Das Schreiben wird zwar nicht vom Postboten ausgehändigt, es geht den Vereinen im Fußballkreis per E-Mail zu. Von einem Brandbrief zu reden, ist in diesem Fall aber allemal zutreffend: Der Fußballkreis schlägt Alarm.
Grund sind „Entgleisungen von Spielern und Mannschaftsverantwortlichen gegenüber Schiedsrichtern“, die es mittlerweile Woche für Woche gebe. Bedrohungen und Beleidigungen seien auf den Plätzen im Kreis an der Tagesordnung, auch körperliche Gewalt nehme zu, heißt es in dem Schreiben. „Das Fass zum Überlaufen hat die Spuckattacke gegenüber einem unserer Schiedsrichter am letzten Wochenende gebracht.“
Wollers Wutrede: Kreis soll Spiele absetzen
Im Gespräch mit unserer Sportredaktion hatte Harald Woller, Vorsitzender der Kreisschiedsrichter, bereits am Dienstag zu einer Art Wutrede angesetzt. Im Anschluss ließ der Recklinghäuser offenbar auch Taten folgen. Bei einer Vorstandssitzung des Fußballkreises regte Woller an, die kommenden Spiele auf Kreisebene abzusagen. Um ein klares Signal an die Vereine und für die Schiedsrichter im Kreis zu setzen.

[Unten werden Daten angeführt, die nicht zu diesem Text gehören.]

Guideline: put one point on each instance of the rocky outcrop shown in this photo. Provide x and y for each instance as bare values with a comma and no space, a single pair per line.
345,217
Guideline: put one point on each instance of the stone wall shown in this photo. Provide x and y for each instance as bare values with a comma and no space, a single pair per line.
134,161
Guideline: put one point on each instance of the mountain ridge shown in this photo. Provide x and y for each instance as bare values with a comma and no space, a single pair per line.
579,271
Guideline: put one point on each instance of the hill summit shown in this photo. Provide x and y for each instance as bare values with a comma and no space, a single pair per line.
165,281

„Wir haben uns am Ende dagegen entschieden. Damit würden wir alle Vereine bestrafen. Auch die, die sich nicht zu Schulden kommen lassen“, sagt Andreas Mermann, Vorsitzender im Kreisfußballausschuss.

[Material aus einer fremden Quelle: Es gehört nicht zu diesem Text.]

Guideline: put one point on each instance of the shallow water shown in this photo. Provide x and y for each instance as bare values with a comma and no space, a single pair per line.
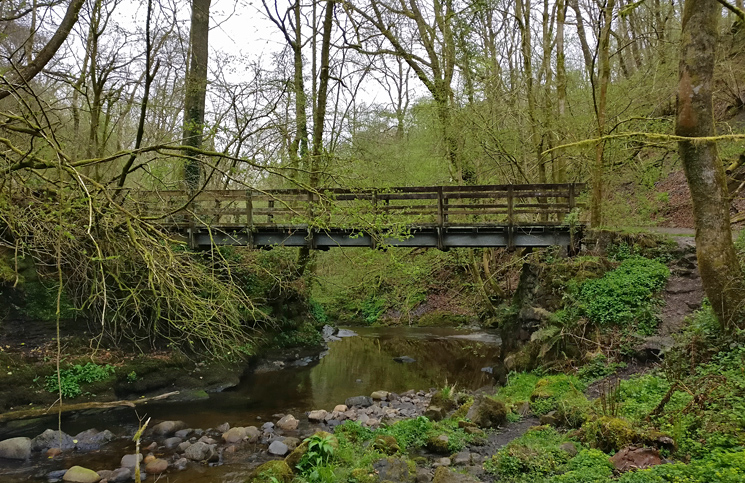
352,366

Was nicht bedeutet, dass es im Kreisvorstand für die Lage der Schiris kein Verständnis gibt. Im Gegenteil. Mermann kommt selbst aus dem Schiedsrichterwesen, der Lüdinghäuser arbeitet im Kreis und beim Verband in der Ausbildung und ist als Beobachter engagiert. „Respektlosigkeiten gegenüber Schiedsrichtern sind nichts Neues. Aber im Moment bekommt die Sache eine neue Tonlage. Was die jüngsten Spuckattacken angeht, da fehlen mir die Worte“, sagt Mermann. „Und offen gestanden: Mir langt‘s.“
Die sind in der Pflicht, sagt der KFA-Vorsitzende
Der KFA-Vorsitzende nimmt die Vereine in die Pflicht. „Die kennen ihre Spieler und damit auch die Problemfälle und potenziellen Gefährder. Die Vereine müssen jetzt mit diesen Leuten den Dialog suchen.“ Ob dieser Wunsch Gehör findet? Gut möglich, dass der eine oder andere Vereinsverantwortliche am Rechner das Schreiben des Fußballkreises umstandslos in den Papierkorb befördert. Aber das könnte sich als Fehler erweisen.

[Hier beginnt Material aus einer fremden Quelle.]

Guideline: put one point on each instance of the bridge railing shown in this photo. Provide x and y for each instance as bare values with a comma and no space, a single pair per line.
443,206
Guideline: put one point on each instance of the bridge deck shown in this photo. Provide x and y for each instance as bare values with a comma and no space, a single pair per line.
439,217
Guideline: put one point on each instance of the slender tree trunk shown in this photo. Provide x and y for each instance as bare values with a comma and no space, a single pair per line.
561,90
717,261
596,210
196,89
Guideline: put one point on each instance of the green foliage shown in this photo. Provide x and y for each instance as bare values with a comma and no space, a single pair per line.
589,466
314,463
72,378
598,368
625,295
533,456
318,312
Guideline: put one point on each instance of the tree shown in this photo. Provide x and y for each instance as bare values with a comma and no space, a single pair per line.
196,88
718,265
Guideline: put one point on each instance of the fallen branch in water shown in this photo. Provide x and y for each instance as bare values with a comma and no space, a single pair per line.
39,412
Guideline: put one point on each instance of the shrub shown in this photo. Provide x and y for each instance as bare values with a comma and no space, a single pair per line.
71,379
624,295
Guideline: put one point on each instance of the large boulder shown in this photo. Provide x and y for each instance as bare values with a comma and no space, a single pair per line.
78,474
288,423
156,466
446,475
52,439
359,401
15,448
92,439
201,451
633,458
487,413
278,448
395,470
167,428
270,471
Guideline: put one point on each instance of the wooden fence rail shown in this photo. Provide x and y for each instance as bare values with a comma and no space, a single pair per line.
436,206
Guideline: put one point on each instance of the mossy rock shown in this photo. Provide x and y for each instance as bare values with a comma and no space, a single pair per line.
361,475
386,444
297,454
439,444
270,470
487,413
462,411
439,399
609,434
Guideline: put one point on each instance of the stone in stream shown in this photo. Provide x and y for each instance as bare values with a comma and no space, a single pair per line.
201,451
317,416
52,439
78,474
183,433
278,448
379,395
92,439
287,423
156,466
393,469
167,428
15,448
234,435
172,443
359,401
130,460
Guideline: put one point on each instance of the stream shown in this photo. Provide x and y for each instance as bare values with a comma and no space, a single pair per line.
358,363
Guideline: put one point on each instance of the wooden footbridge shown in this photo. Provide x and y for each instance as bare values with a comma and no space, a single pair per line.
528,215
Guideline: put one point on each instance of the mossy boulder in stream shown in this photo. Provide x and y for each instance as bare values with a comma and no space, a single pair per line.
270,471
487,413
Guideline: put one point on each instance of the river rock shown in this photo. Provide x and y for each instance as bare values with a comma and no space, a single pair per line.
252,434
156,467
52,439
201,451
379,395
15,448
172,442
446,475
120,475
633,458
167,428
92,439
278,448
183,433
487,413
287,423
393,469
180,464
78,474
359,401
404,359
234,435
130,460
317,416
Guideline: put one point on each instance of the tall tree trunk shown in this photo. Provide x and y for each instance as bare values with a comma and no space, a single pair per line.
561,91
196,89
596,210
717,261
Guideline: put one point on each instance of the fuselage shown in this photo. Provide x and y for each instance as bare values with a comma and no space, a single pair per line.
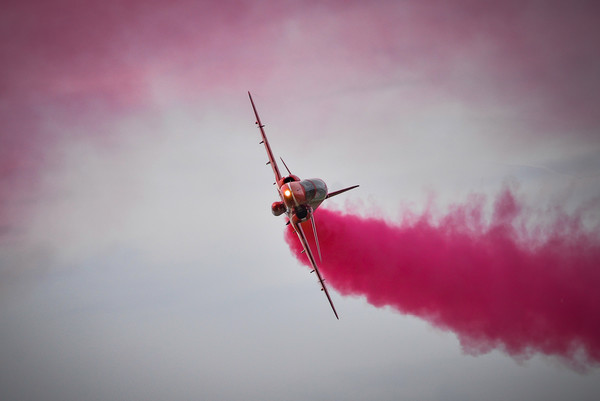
299,198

Denn der Kreis kündigt an, angesichts der jüngsten Ausfälle auf den Plätzen nicht mehr nur zuschauen zu wollen, wie das Kreissportgericht die Scherben zusammenkehrt. „Die aktuelle Situation erfordert, über weitere Sanktionsmaßnahmen zu entscheiden“, heißt es in dem Schreiben.
Für die Klubs könnte es ungemütlich werden – und teuer. Die Maßnahmen:
- Vereine sollen verpflichtet werden, Ordner zu stellen, um Schiedsrichter und Schiedsrichterinnen zu schützen, unabhängig von der Spielklasse.
- Bei auffälligen Mannschaften werden keine Schiedsrichter mehr angesetzt.
- Vereine, die keine Schiedsrichter stellen, sollen schärfer sanktioniert werden.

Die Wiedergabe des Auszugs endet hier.